The Paradox of Quality
Here’s where it gets interesting: you can be both fast and good. In fact, it’s very difficult to be fast if you’re bad, because failed features count against your success rate and any necessary rework counts against your lead time.
The fastest teams I’ve worked with didn’t sacrifice quality; they redefined it. Instead of preventing bugs through exhaustive upfront review, they built systems that made bugs cheap to fix. Instead of perfecting features before launch, they perfected their ability to iterate quickly based on user feedback.

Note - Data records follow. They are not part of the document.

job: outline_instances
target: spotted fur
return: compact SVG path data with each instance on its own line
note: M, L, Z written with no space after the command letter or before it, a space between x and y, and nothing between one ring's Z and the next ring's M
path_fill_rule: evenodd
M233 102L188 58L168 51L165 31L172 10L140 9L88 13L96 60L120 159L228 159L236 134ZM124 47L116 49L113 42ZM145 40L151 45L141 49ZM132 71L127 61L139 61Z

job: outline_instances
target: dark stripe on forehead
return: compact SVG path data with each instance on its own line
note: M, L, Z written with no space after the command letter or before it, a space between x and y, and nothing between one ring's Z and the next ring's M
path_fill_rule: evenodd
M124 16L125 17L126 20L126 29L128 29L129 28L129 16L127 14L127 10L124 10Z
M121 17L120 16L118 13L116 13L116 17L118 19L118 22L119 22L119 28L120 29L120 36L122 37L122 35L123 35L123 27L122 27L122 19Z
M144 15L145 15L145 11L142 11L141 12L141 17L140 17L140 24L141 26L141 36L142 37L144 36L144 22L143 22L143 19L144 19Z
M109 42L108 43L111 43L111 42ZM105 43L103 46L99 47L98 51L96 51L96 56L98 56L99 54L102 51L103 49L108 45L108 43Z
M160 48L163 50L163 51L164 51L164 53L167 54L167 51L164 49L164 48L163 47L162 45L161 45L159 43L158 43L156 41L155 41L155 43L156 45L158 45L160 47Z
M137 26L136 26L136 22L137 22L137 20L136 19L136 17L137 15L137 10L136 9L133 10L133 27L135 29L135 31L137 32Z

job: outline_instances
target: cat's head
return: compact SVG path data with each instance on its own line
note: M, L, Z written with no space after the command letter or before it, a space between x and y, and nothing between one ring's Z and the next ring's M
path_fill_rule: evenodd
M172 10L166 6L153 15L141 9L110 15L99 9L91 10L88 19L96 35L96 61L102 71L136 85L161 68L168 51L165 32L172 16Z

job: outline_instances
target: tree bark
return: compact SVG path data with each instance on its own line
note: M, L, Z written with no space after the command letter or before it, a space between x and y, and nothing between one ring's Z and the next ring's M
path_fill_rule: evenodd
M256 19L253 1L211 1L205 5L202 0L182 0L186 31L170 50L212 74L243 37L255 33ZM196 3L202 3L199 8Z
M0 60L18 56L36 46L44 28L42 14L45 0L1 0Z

This is why practices like continuous deployment, automated testing, and feature flags work so well: they increase your number of at-bats while maintaining (or even improving) your hit rate.
Everyone’s Responsibility
It’s everyone’s responsibility to move fast. Engineers who insist on perfect code before shipping are optimizing for the wrong variable. Product managers who demand exhaustive requirements upfront are reducing throughput. Leaders who punish failed experiments are destroying the courage needed to take more swings.
The most profound lesson is that many of the processes we erect to prevent errors actually make things worse. Deferring code merges doesn’t make integration easier. Deferring deploys doesn’t make releases safer. Deferring feature launches doesn’t make them more successful.
Change Fast or Die
Your real competition isn’t a giant corporation with unlimited resources. It’s a smaller, scrappier team that’s changing twice as fast as you are. They’re taking more swings, learning faster, and compounding their advantages every day.

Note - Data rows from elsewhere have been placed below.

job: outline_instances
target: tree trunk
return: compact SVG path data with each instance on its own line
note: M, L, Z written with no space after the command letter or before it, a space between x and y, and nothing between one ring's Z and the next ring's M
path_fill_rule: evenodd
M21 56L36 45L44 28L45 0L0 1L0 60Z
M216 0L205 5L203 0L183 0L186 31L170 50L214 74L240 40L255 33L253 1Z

Work is only done when you learn whether it was worth doing. Learning only matters if you can adjust based on what you learned. The ability to respond to change—to take what you’ve learned from your last bet and apply it to your next one—is the ultimate competitive advantage.
In the end, programmer productivity isn’t about how much code you write or how few bugs you create. It’s about how effectively you can place bets on the future and learn from the results. The teams that understand this will always outperform those that don’t, regardless of their individual talent or resources.
More at-bats. Higher hit rate. That’s the game.
The math of software development is unforgiving, but it’s also liberating. Once you understand that every feature is a bet, you can start optimizing for the things that actually matter: speed of iteration and quality of learning. Everything else is just keeping score.